Un témoin clé dans le procès « El Bouchi »
Le témoignage de Noureddine Tounsi, considéré comme déterminant dans cette importante procédure judiciaire, est attendu lors de l’audience fixée au 15 juin prochain. L’accusé principal, Kamel Chikhi, est poursuivi pour “direction et financement d’un réseau criminel transfrontalier impliqué dans la contrebande”, “blanchiment d’argent”, et “importation illégale de produits alimentaires et carnés”. Le dossier mentionne également plusieurs entreprises et hommes d’affaires soupçonnés “d’avoir transformé les profits d’activités illicites en biens immobiliers et avoirs locaux.”
Tounsi accuse certains cercles de pouvoir d’avoir monté contre lui des affaires judiciaires fictives. Incarcéré pendant une année avant sa libération en mars 2024, il a mené plusieurs grèves de la faim dans les prisons d’Oran et d’Alger, contestant ses conditions de détention et l’absence de recours légal. Il soutient que sa mise à l’écart visait à le faire taire, après avoir révélé des irrégularités graves au sein du port d’Oran et au-delà, impliquant des réseaux ancrés dans des institutions économiques et sécuritaires.
Il étaye ses allégations par des documents officiels, dont un procès-verbal de son audition comme témoin par un juge d’instruction en avril 2020, ainsi qu’une lettre adressée à l’ex-ministre de la Justice Belkacem Zeghmati, sollicitant la protection prévue par la loi. Bien que les autorités judiciaires aient ouvert une enquête partielle, aucune mesure concrète n’a été prise pour assurer sa sécurité, selon ses dires.
Distingué par le prix Ali Boudoukh pour son engagement en tant que lanceur d’alerte, le cas de Nourredine Tounsi a suscité une attention internationale. Il a notamment reçu la visite de Mary Lawlor, rapporteure spéciale de l’ONU sur la situation des défenseurs des droits humains, et son dossier a été présenté au Conseil des droits de l’homme des Nations Unies.
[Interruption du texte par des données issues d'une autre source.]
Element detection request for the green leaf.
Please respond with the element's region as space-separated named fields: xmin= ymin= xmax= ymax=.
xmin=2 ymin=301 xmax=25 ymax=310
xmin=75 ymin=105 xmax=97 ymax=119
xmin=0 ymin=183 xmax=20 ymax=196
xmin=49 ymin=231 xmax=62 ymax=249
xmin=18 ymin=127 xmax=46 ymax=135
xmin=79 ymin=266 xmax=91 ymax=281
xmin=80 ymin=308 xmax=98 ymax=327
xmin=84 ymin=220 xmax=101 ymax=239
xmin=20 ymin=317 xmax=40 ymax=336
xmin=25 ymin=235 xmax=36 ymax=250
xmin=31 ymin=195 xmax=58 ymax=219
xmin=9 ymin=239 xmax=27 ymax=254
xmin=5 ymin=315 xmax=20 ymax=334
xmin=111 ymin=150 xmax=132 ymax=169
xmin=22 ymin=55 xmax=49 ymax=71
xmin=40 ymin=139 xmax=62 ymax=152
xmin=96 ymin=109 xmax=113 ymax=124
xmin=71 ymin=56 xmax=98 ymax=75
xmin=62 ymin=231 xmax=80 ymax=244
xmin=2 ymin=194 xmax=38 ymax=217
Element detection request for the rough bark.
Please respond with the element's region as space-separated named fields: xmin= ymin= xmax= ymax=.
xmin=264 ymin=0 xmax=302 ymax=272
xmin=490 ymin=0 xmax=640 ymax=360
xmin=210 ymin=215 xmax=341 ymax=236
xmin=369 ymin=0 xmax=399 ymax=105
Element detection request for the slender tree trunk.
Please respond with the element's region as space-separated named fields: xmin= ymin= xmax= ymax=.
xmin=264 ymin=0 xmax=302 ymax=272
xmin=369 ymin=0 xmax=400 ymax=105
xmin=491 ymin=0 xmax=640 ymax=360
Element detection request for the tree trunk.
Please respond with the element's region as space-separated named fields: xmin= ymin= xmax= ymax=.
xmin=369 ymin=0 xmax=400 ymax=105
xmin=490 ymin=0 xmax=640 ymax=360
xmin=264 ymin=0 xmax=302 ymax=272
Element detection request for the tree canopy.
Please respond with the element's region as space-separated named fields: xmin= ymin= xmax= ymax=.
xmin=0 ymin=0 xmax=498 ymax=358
Dans son dernier message, Tounsi souligne que “dénoncer la corruption reste une démarche périlleuse, insuffisamment protégée en pratique malgré les garanties légales existantes.” Il adresse un appel direct au président Abdelmadjid Tebboune, également ministre de la Défense, pour une intervention urgente, affirmant que les informations qu’il détient sont d’intérêt public et essentielles pour la justice algérienne.
Il convient de rappeler que, d’après les déclarations de l’ancien ministre de la Justice Tayeb Louh, Kamel Chikhi est mis en cause dans trois dossiers principaux : la saisie de cocaïne, des opérations immobilières frauduleuses et des faits de blanchiment d’argent.